In regards to pursing opportunities for Enterprise Analysis, I would add make your own. You need a good business case with compelling data and an advocate with influence over the right people. Look for opportunities to start small and build up to farther reaching success. Find a quick win in your work unit, promote the success as yours (don’t be shy), and then look for opportunities with more impact throughout the organization. Eventually executives will come asking for your help in finding solutions to specific areas of concern.

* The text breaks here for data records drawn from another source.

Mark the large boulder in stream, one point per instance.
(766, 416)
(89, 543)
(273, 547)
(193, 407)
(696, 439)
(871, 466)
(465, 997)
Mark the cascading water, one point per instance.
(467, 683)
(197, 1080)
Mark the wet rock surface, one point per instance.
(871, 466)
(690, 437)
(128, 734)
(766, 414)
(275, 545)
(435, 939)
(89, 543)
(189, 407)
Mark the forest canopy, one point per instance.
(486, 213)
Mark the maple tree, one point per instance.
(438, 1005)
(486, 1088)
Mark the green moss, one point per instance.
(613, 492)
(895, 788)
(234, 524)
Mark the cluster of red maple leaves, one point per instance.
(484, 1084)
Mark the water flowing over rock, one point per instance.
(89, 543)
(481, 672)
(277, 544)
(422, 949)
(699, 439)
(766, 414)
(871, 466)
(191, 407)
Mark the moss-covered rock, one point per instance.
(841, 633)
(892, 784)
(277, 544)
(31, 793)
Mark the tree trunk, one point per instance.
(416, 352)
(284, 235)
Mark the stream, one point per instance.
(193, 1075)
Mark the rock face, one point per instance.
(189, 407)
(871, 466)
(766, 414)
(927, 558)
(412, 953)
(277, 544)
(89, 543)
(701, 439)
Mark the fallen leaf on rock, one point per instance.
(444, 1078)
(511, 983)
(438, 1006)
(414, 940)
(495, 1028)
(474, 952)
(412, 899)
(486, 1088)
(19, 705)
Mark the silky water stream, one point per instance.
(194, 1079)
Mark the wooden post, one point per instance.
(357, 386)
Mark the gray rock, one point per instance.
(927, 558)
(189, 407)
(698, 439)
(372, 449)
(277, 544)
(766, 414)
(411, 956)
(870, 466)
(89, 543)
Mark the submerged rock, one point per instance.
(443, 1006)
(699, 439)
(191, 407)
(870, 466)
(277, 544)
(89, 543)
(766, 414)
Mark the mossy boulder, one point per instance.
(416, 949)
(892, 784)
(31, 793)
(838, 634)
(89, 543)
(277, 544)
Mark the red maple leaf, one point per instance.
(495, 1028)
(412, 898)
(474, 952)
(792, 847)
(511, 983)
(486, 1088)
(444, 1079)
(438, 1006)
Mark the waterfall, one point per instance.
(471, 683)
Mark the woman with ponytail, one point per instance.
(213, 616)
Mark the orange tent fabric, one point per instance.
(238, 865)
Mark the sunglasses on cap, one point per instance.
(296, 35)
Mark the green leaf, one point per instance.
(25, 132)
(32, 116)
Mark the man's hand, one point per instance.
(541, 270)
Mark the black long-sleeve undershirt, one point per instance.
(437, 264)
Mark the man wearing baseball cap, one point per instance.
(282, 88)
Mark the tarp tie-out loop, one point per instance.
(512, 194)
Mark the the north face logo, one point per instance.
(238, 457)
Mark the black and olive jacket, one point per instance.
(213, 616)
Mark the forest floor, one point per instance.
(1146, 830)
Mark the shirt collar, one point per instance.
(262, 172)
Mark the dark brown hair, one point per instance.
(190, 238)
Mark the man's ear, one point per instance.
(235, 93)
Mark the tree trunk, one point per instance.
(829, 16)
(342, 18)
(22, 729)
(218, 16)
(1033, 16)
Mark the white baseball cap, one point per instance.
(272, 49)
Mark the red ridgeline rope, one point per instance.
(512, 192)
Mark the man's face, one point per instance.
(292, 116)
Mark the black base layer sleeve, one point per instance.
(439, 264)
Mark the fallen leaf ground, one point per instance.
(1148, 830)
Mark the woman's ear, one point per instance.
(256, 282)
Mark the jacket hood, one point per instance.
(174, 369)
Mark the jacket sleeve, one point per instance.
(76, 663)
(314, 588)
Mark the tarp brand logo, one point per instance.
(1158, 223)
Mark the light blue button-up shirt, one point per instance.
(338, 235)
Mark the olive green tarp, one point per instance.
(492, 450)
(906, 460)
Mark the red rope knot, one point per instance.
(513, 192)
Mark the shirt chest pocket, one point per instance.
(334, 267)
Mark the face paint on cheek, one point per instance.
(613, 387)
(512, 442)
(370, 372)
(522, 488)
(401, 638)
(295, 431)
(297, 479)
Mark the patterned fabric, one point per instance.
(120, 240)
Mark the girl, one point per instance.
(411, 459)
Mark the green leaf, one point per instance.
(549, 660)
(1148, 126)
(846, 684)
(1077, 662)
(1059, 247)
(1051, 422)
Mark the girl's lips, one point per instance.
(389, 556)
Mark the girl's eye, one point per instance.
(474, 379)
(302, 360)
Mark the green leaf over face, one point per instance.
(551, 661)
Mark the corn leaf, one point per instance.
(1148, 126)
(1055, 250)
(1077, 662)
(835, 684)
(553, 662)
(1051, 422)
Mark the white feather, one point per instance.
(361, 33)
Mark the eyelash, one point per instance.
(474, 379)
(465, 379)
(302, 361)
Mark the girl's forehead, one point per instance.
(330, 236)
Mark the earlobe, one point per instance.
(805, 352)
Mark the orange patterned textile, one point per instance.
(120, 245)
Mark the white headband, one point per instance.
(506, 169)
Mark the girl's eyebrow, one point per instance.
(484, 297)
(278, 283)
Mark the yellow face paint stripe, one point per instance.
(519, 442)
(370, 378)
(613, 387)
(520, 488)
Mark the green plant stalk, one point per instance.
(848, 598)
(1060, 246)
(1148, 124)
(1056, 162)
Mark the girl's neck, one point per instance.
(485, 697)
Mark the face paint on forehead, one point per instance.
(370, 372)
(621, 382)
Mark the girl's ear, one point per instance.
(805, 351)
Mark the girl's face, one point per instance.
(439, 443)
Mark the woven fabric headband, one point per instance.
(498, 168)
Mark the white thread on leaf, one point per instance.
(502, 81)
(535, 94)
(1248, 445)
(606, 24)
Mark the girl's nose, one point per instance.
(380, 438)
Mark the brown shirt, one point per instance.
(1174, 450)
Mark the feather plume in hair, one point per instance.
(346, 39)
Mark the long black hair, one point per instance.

One skill that a great EA needs is the ability to market and sell a solution. It is often not enough to offer that a solution is correct. The decision makers need to feel passion to take the effort to carry out changes. Think about the advertising pitches you have seen in movies or on TV where a team works day and night coming up with creative ways to sell their advertising idea. They give a powerful presentation doing whatever it takes to land the sale (even singing poorly). We need this energy and dedication with our improvement solutions. Storyboard the “to be”, arrange a demo, anything to go beyond words and invoke emotion.
The story of John Stegner’s Glove Shrine in Switch (Heath and Heath) is an excellent example of this. “What they say was a large expensive table, normally clean or with a few papers, now stacked high with gloves. Each of our executives stared at this display for a minutes. Then each said something like ‘we really buy all these different kinds of gloves?’ …They looked at two gloves that seemed exactly alike, yet one was marked $3.22 and the other $10.55.”
Heath, Chip, and Dan Heath. Switch: how to change things when change is hard. 1st. New York: Crown Publishing Group, 2010.